Description:

Disco Cube is a dancing visualization platform that shares old users' dance while the current user is dancing in a kinetic way. All the motions are presented in a flexible point cloud particle system. The motion of the current user will take partial control over the recorded old users' motion, which creates a leading and following experience.

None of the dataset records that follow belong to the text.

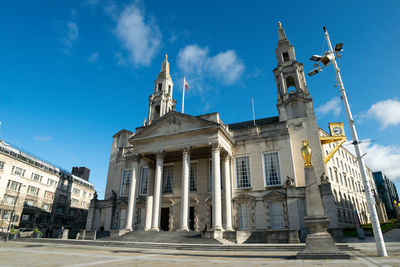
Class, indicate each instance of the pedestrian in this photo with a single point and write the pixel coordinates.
(61, 231)
(204, 231)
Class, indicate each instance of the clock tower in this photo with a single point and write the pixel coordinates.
(161, 102)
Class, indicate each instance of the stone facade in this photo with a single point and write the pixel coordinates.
(347, 187)
(246, 180)
(43, 194)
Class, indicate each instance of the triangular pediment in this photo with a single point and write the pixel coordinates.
(243, 196)
(173, 122)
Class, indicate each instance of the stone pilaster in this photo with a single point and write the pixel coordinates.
(155, 225)
(228, 193)
(132, 193)
(185, 189)
(149, 199)
(216, 189)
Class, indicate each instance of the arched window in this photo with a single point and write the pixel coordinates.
(291, 84)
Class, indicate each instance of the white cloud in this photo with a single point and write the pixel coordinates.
(91, 3)
(387, 112)
(43, 138)
(72, 33)
(192, 58)
(226, 67)
(141, 38)
(93, 57)
(332, 106)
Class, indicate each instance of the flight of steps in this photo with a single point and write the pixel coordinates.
(165, 237)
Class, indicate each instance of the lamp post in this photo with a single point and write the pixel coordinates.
(12, 214)
(330, 57)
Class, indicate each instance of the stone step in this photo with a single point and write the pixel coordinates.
(176, 246)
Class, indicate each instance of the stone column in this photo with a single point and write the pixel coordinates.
(132, 193)
(319, 244)
(216, 190)
(155, 225)
(228, 196)
(149, 199)
(185, 189)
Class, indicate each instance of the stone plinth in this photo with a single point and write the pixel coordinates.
(319, 244)
(214, 234)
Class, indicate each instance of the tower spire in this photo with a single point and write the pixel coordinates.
(281, 33)
(164, 73)
(161, 101)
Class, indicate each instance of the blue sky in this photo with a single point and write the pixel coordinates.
(73, 73)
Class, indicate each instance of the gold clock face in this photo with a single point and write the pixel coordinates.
(337, 130)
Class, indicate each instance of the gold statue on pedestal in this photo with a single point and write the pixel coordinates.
(306, 152)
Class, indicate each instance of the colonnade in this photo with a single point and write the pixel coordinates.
(154, 192)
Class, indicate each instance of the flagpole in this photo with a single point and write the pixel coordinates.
(183, 95)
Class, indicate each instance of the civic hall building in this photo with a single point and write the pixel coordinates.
(186, 173)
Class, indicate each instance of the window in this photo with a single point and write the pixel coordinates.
(243, 172)
(193, 177)
(244, 216)
(14, 185)
(272, 173)
(141, 219)
(6, 214)
(167, 179)
(276, 214)
(52, 183)
(60, 210)
(30, 203)
(46, 207)
(49, 195)
(144, 179)
(18, 171)
(62, 199)
(9, 200)
(76, 191)
(36, 177)
(126, 181)
(15, 218)
(285, 56)
(34, 191)
(74, 202)
(210, 181)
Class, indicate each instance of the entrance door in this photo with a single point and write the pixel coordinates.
(164, 223)
(191, 219)
(211, 222)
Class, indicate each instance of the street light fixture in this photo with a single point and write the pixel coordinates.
(330, 58)
(12, 216)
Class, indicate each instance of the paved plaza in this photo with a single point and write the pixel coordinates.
(46, 254)
(64, 253)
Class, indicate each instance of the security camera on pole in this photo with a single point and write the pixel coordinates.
(330, 57)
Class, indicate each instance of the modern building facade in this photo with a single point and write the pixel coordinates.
(387, 192)
(347, 186)
(179, 172)
(39, 193)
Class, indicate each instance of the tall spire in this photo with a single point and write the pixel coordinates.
(164, 73)
(281, 34)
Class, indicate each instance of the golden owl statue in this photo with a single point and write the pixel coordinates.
(306, 152)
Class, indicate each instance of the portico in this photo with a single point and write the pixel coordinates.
(191, 141)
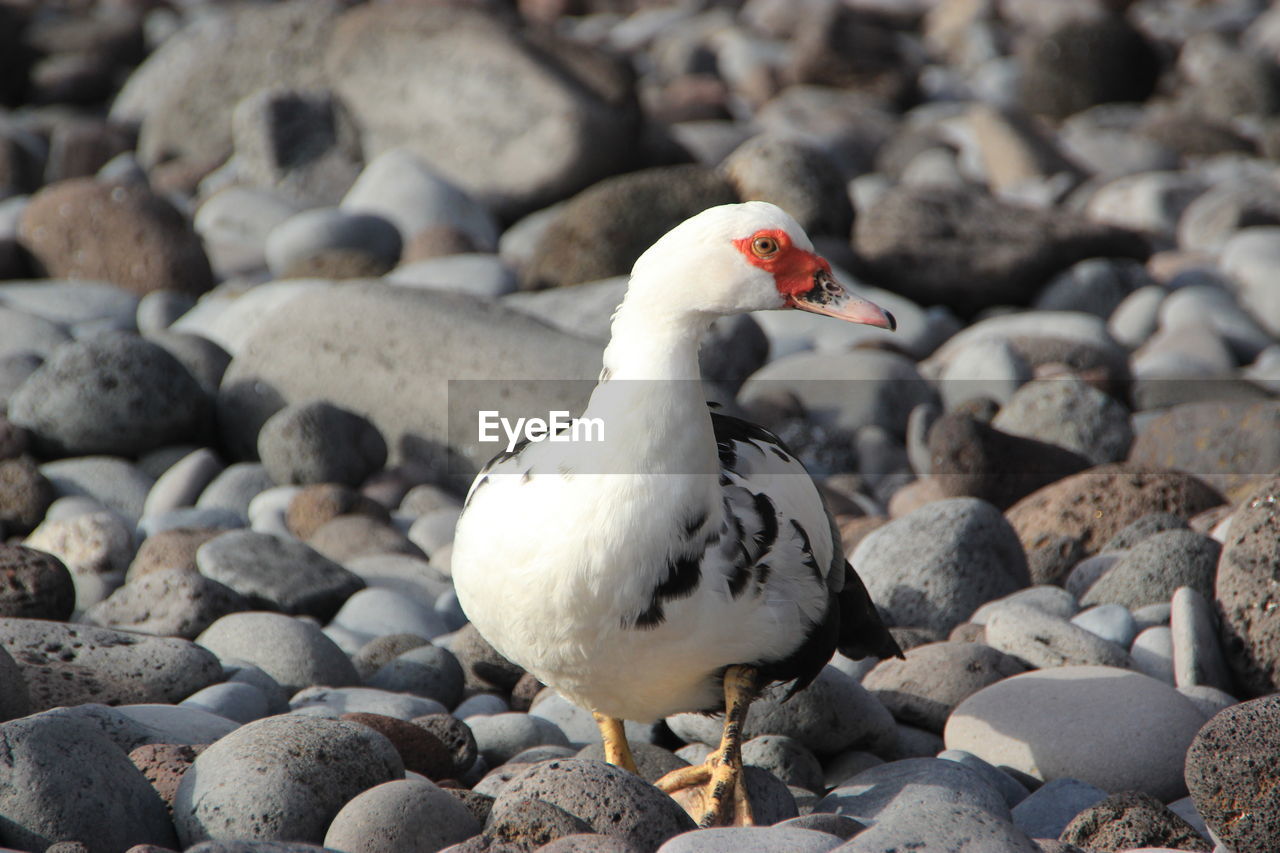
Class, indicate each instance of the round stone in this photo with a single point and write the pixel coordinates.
(280, 778)
(1111, 728)
(401, 815)
(1232, 767)
(292, 651)
(935, 566)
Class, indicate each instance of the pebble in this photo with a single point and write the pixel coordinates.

Collaborators: Eric Li, Mars Zhao

Demo Video:

Concept Proposal:

Link to our old post (of previous ideas)

Technologies & Materials:

Processing and Libraries
Minim (for audio visualization)
KinectPV2 (for utilizing Kinect skeleton tracking)
oscP5 (for transferring gestures between server and client)
Spout/Syphon (for streaming to Madmapper)
Kinect SDK for Windows
Madmapper (for projection mapping)
Three projectors
One wood piece as the projection screen (made from three IDEA Lack side table)
One powerful computer running Windows

Development:

Source code in Github: https://github.com/WenheLI/Lead-Follow

There are some important stages in our project in chronological order:

Deciding the visuals
Recording the point cloud (Server Side)
Tracking certain gestures (Server Side)
De-noising Skeleton Tracking (Server Side)
Communications between Server and Client
Building Installation
Adding and visualizing music (Server Side)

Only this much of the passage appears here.